Estando cientes, portanto, do perigo envolvido nesta matéria, o cristão deve estar atento a alguns sinais (J. B. CCEF): (1) pensamentos repetitivos sobre terminar a própria vida, como única maneira de escapar à dor e ou ao problema; (2) uma visão de si mesmo que não inclui a habilidade de tolerar intensa pressão e ou dor interna; (3) um senso de isolação ou abandono acompanhado da crença de que outros significantes não podem, não querem ou não fornecem apoio, conforto ou cuidado; (4) sentimentos de desesperança, acompanhado da crença de não pode achar solução de um problema; (5) sentimento de dor psicológica, que parece intolerável, a qual a pessoa relaciona à sua incapacidade para satisfazer suas necessidades sentidas.

Além de solicitar auxílio de alguém com especialização em áreas da ajuda humana, o que uma pessoa regenerada poderá fazer para auxiliar alguém que mostre sinais de ameaça à própria vida? Primeiro, despertar esperança e responsabilidade por meio de confiar nela acerca de uma ação objetiva (p.e., “Prometa-me que você não fará nada que o fira e, se estiver sob essa tentação, ligue-me e espere-me”).
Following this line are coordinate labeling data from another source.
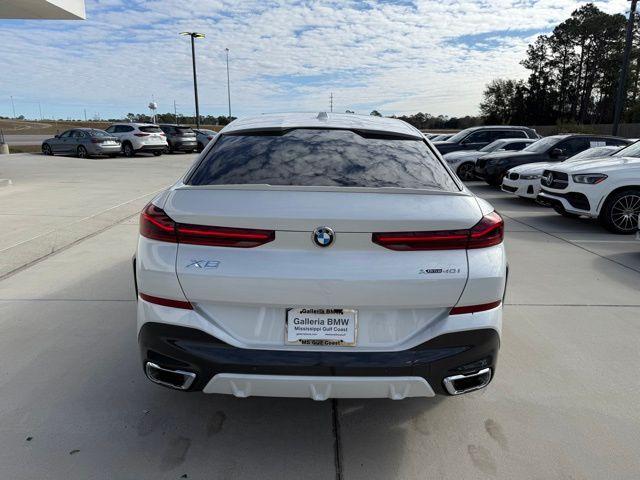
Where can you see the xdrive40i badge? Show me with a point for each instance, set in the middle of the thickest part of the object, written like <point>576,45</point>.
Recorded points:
<point>428,271</point>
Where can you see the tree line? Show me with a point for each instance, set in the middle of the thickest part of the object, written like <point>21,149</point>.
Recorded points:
<point>573,75</point>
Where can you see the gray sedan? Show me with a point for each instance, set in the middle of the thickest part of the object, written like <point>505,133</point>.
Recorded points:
<point>82,142</point>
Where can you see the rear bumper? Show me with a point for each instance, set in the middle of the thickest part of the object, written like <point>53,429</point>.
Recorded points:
<point>222,368</point>
<point>521,188</point>
<point>152,148</point>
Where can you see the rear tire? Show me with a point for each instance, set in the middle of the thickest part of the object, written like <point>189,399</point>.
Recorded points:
<point>128,150</point>
<point>620,212</point>
<point>465,171</point>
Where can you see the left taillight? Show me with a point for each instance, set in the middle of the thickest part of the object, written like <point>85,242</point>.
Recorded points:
<point>157,225</point>
<point>487,232</point>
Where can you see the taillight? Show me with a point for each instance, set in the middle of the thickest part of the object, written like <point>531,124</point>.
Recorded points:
<point>157,225</point>
<point>166,302</point>
<point>223,236</point>
<point>475,308</point>
<point>487,232</point>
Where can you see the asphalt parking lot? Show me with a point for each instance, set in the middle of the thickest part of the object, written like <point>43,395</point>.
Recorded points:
<point>74,402</point>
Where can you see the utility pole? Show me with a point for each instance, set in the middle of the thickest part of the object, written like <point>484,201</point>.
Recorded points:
<point>193,36</point>
<point>228,85</point>
<point>622,82</point>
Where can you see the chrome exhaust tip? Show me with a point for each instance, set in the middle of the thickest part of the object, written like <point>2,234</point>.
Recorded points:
<point>459,384</point>
<point>177,379</point>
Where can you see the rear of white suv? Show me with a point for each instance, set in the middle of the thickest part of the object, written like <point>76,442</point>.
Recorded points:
<point>139,137</point>
<point>326,257</point>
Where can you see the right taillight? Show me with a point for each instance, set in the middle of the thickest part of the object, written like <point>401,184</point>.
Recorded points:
<point>487,232</point>
<point>157,225</point>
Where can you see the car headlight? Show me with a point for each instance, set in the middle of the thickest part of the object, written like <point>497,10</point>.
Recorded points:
<point>590,178</point>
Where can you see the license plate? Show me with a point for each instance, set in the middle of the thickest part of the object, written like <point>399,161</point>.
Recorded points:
<point>321,326</point>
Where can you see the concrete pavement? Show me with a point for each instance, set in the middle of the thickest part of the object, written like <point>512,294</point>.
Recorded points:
<point>74,403</point>
<point>56,201</point>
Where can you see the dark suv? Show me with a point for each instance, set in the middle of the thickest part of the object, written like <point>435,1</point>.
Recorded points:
<point>557,148</point>
<point>179,138</point>
<point>475,138</point>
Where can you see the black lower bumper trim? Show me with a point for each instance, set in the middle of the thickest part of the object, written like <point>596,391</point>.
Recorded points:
<point>183,348</point>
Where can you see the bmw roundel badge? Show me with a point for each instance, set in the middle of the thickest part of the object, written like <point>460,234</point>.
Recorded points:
<point>323,236</point>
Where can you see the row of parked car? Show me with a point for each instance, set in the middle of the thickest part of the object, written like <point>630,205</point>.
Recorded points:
<point>578,175</point>
<point>128,139</point>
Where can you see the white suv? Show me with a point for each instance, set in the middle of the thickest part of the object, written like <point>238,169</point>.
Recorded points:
<point>328,256</point>
<point>139,137</point>
<point>606,188</point>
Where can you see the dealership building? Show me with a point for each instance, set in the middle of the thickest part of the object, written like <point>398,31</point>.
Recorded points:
<point>43,9</point>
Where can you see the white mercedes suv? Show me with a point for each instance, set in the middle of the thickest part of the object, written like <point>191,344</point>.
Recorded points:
<point>320,256</point>
<point>604,188</point>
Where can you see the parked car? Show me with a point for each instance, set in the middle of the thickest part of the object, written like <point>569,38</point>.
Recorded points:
<point>493,167</point>
<point>139,137</point>
<point>475,138</point>
<point>82,142</point>
<point>442,137</point>
<point>604,188</point>
<point>180,138</point>
<point>464,161</point>
<point>276,267</point>
<point>203,137</point>
<point>524,181</point>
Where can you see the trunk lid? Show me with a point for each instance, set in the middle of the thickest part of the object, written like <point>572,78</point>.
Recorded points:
<point>292,271</point>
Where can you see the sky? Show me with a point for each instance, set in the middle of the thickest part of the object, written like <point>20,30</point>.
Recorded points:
<point>395,56</point>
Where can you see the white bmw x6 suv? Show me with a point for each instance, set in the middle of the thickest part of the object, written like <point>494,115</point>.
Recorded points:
<point>320,256</point>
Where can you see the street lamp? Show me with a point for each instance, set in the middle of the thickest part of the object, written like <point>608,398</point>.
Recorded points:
<point>228,84</point>
<point>193,36</point>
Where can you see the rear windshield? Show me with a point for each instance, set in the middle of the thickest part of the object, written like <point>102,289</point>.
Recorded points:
<point>151,129</point>
<point>314,157</point>
<point>99,133</point>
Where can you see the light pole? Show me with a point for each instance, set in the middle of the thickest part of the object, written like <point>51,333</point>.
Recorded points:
<point>228,85</point>
<point>193,36</point>
<point>622,81</point>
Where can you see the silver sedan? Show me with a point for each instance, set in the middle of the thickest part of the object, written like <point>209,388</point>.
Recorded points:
<point>83,143</point>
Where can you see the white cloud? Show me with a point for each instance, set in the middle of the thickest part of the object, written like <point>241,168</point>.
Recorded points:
<point>285,55</point>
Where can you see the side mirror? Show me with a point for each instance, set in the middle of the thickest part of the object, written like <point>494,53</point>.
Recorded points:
<point>556,153</point>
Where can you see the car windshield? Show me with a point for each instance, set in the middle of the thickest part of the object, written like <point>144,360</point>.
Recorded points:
<point>632,150</point>
<point>460,135</point>
<point>322,157</point>
<point>594,152</point>
<point>150,129</point>
<point>493,146</point>
<point>543,144</point>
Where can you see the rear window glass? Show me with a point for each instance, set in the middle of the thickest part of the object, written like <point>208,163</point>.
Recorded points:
<point>313,157</point>
<point>99,133</point>
<point>150,129</point>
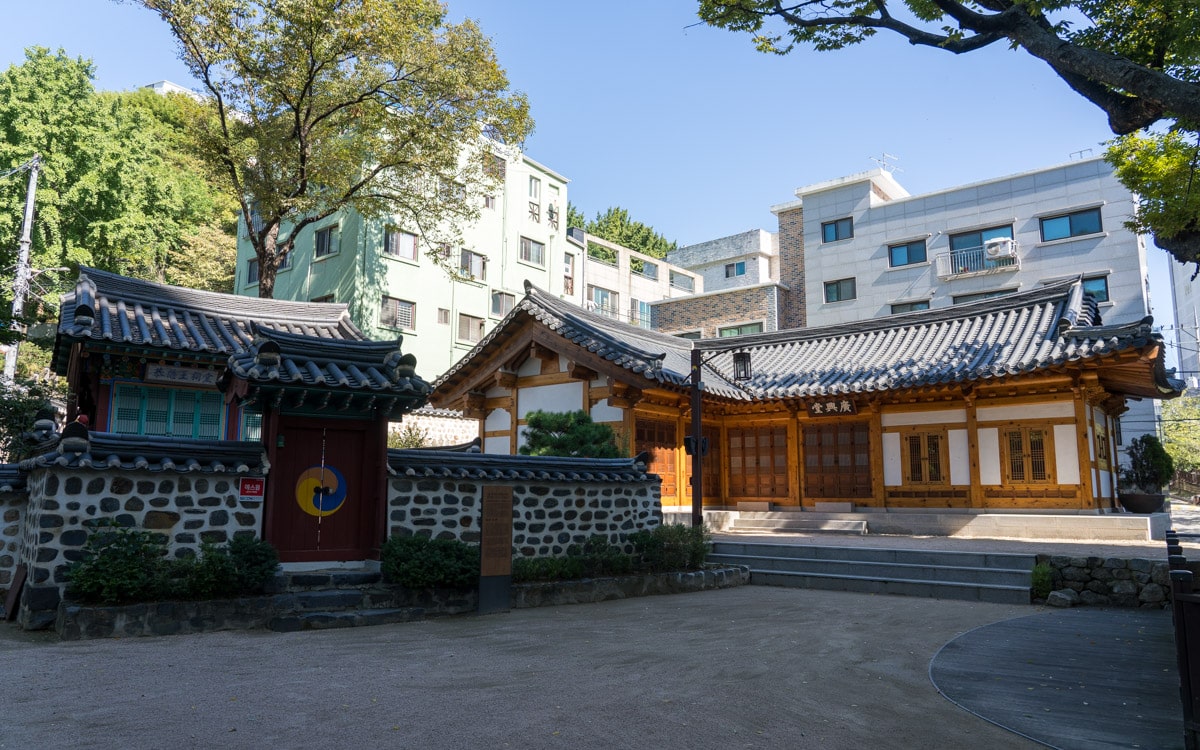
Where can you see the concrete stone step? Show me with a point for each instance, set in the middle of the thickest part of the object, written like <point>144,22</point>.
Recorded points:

Quando esse alguém estiver em condições de conversar, alimente a conversa de maneira sensata e amorosa. Não tente argumentar; faça perguntas que demonstrem as contradições e falsidades do seu autoengano. Conduza-o a desassociar as noções de dor e de necessidades sentidas; lembre-lhe de como Jesus suportou a dor como suprimento para a nossa verdadeira necessidade. Em uma intervenção pessoal, leve em conta que a redução realista do nível de sofrimento poderá mover a pessoa a escolher a vida (p.e., quando uma pessoa querida, cujo filho havia suicidado, perguntou-me: A dor não passa? respondi-lhe: Não, a dor não passa, mas a promessa de Deus é que ele aumenta a força dos ombros para que a possamos suportar – 1Co 10.13). Finalmente, mantenha em mente que é a Palavra de Deus, e não a sua, e que é o Espírito Santo, e não você, que são os poderes que Deus usa para, por meio de você, alcançar o coração do outro.

Ao considerar o tema do suicídio, a pessoa regenerada terá de manter os ouvidos atentos às palavras de Paulo:

Porque não queremos, irmãos, que ignoreis a natureza da tribulação que nos sobreveio na Ásia, porquanto foi acima das nossas forças, a ponto de desesperarmos até da própria vida (2Co 1.8).

Somente o Senhor tem a última Palavra sobre alguém que tirou a própria vida. Somente o Senhor sabe sobre salvação ou perdição de uma pessoa. Somente o Senhor conhece as profundezas das afeições que moveram alguém ao suicídio. Nós, os sobreviventes, somos instados a cuidar de nós mesmos e da doutrina, e a cuidar uns dos outros. Ah! Que eu faça isto, em humilde oração!